La notizia della sua implosione arrivò 4 giorni dopo, il 22 giugno. Il sottomarino venne distrutto a causa della pressione elevatissima presente a quelle profondità, ma ancora oggi non è ben chiaro nello specifico che cosa sia andato storto, tanto da provocare il disastro. Tuttavia, mentre le indagini sono ancor in corso, si può già parlare di “errori fatali” che hanno contribuito al triste epilogo del sottomarino. Ecco quali sono quei 3 che hanno determinato l’esito che tutti noi conosciamo.
Ad occuparsi del recupero dei resti del sommergibile sono stati gli uomini della Horizon Arctic, compagnia canadese che ha poi trasportato il materiale nel porto di San Juan de Newfoundland, in Canada per analizzarli. Gli investigator al lavoro fanno sapere che ci vorrà ancora un anno e mezzo per capire che cosa è successo davvero e per ricostruire la dinamica esatta dell’incidente. Certo, si ha la certezza che a causare la morte dei cinque passeggeri del Titan sia stata un’implosione, ma ciò che l’ha determinata deve ancora essere chiarito, e non sarà facile.
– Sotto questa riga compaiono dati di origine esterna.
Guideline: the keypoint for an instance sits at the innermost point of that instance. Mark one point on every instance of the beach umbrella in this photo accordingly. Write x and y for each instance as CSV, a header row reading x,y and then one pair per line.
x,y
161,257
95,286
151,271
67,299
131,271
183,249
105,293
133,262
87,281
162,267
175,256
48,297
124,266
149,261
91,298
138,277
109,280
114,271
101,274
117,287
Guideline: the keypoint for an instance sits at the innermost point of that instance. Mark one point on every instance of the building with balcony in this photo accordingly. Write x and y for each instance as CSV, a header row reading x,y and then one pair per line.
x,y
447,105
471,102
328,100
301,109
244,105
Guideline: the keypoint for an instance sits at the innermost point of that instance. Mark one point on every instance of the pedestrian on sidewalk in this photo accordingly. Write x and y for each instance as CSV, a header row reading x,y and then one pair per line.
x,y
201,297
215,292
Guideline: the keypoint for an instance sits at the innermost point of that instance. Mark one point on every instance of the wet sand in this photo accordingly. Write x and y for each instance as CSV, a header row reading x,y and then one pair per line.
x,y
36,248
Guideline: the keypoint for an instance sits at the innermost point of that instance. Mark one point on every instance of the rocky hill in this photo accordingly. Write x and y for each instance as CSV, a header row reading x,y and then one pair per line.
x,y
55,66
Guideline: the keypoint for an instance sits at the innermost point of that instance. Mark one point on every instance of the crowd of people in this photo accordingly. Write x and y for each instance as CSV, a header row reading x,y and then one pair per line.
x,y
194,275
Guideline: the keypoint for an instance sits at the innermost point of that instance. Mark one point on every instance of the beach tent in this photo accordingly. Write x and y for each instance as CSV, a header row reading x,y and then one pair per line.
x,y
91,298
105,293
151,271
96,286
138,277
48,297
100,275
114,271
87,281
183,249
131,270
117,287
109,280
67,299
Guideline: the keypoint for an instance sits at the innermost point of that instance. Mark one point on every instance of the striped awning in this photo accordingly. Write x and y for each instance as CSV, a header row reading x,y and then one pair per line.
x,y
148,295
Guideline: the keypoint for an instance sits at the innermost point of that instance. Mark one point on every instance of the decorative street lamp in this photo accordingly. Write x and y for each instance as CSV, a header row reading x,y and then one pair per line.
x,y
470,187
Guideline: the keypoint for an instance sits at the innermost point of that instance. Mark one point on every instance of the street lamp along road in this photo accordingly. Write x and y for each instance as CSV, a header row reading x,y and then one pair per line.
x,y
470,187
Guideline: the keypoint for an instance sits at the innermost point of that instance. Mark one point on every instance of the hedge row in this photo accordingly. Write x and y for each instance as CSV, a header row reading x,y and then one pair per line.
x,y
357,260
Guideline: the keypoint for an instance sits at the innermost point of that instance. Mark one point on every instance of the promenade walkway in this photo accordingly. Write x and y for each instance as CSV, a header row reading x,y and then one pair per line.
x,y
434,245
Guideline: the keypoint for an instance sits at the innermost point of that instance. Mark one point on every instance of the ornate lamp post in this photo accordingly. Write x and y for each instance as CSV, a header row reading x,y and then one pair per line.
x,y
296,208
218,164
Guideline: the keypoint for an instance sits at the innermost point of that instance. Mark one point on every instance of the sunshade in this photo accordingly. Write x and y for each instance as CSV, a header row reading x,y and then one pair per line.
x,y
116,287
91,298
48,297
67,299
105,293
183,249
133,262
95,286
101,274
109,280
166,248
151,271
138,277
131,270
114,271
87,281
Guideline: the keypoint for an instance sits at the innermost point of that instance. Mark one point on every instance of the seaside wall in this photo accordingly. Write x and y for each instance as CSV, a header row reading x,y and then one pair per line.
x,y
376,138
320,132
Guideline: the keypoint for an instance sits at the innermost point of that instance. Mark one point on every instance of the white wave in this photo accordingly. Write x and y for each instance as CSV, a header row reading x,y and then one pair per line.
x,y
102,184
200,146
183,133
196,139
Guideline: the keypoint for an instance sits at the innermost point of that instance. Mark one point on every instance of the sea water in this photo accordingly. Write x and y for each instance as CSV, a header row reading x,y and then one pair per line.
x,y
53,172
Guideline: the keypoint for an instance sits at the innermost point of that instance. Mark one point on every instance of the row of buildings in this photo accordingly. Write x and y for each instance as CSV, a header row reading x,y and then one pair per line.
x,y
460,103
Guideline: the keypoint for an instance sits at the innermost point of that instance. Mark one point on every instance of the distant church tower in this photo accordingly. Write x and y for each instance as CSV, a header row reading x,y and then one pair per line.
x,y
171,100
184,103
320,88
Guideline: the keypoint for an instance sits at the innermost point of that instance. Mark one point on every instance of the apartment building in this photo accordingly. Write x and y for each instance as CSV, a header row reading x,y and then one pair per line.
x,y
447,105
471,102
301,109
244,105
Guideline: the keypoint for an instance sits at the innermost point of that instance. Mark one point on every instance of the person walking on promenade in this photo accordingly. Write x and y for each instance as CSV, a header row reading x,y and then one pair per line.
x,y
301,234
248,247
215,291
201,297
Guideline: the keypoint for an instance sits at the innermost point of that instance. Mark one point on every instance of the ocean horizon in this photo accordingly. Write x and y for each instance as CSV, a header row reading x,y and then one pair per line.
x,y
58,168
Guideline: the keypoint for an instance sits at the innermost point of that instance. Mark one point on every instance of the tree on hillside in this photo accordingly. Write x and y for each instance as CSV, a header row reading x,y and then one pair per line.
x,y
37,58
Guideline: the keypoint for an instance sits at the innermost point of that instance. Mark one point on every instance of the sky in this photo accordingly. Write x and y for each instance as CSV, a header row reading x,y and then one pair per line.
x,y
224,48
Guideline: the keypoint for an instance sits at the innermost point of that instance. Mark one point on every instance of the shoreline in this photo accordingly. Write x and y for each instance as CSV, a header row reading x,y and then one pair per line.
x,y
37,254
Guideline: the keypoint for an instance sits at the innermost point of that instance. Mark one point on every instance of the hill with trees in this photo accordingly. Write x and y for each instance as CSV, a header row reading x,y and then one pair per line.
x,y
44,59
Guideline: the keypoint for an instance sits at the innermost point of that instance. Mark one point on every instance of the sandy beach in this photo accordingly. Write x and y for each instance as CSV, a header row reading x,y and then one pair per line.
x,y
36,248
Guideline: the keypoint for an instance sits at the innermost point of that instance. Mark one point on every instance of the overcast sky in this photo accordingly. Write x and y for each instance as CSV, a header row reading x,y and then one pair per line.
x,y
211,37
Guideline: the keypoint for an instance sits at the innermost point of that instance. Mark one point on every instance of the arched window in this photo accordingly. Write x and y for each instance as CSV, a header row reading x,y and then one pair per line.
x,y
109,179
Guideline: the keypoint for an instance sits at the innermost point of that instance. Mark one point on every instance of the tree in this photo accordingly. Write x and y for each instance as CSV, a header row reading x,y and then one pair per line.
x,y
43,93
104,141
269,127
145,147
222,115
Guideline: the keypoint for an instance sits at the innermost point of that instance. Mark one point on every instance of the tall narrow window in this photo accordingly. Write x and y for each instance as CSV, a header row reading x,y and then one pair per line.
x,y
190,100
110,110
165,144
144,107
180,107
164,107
Alla profondità in cui navigava il sommergibile quel maledetto 18 giugno, circa 3.800 metri, la pressione è di circa 380kg per centimetro quadrato, una vera e propria pressa. Tuttavia, si tratta di numeri normalissimi per coloro che affrontano il mare ogni giorno, così come le imbarcazioni sottomarine, che hanno raggiunto nella storia profondità ben maggiori. Dunque, si può affermare che l’implosione del sottomarino può essere considerato come un episodio piuttosto anomalo. A questo serviranno quindi le indagini approfondite che si stanno svolgendo sull’analisi dei rottami recuperati a poche centinaia di metri dal relitto del Titanic.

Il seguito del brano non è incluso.